Jim Kershner’s this day in history

From our archives, 100 years ago

Spokane’s “local Teutons” (Germans) embarked on a campaign to supply the public with the “historical facts” which led to the great European war.

At a meeting of the German-American Central Verein in a Spokane meeting hall, Miss Emma Lietzow said many Americans were biased toward England because of distorted press accounts and history textbooks.

William Schecht said that censored news reports from England, France and Belgium were responsible for the biased accounts in the press.

The group resolved to explain to the public the “true causes which led to the present crisis, and thus prove that the Triple Alliance was but for the preservation of peace.” They also resolved to tell “of the forbearance exercised by Austria for years in the face of the greatest of provocation by Russia.”

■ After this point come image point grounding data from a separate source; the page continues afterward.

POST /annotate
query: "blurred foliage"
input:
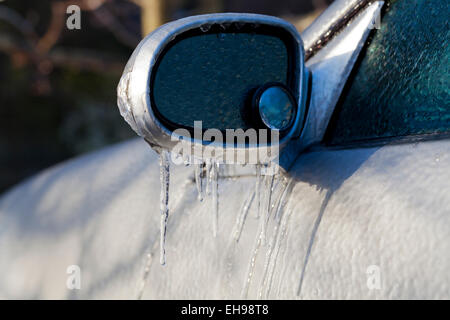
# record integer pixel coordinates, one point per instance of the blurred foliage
(58, 86)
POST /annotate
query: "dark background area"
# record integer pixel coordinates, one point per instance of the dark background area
(58, 86)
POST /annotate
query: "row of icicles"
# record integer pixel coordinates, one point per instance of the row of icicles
(206, 175)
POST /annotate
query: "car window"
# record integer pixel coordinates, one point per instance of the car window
(401, 84)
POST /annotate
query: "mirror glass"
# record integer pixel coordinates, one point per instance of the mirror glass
(211, 77)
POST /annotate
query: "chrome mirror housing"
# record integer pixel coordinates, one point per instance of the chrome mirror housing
(229, 74)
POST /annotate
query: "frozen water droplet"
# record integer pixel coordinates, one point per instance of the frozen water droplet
(164, 201)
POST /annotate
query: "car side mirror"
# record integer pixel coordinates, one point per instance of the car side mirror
(226, 85)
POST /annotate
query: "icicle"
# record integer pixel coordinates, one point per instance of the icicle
(215, 195)
(242, 216)
(208, 176)
(164, 204)
(251, 266)
(266, 210)
(148, 263)
(258, 190)
(274, 247)
(198, 180)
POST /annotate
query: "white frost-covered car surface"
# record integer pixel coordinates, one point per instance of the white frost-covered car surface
(348, 210)
(361, 212)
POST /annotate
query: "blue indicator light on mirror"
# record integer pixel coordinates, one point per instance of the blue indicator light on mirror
(275, 106)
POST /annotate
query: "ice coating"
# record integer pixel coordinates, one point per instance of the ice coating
(215, 195)
(198, 180)
(164, 201)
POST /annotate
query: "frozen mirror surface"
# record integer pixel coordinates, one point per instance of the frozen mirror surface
(211, 77)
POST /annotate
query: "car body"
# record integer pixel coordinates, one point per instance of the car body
(365, 215)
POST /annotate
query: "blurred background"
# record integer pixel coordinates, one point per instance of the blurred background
(58, 86)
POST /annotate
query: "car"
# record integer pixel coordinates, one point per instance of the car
(358, 209)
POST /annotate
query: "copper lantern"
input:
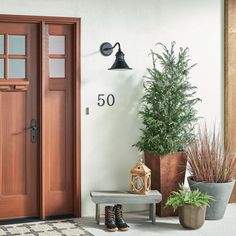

Another man said that the late czar Peter the Great’s intention had always been to “possess Constantinople, disintegrate Austria and virtually extend the eastern frontier of Russia to Vienna.”

Judge Adolph Munter said the cause of the war was the “insatiable greed of Russia.” He said it boiled down to a “struggle between pan-Slavism and semi-barbarism on one side and Germanic civilization, enlightenment and culture on the other.”

F.S. Suksdorf summed up the causes of the war as “English envy, jealousy and commercial rivalry,” and the French desire for “revenge and the recovery of Alsace and Lorraine.”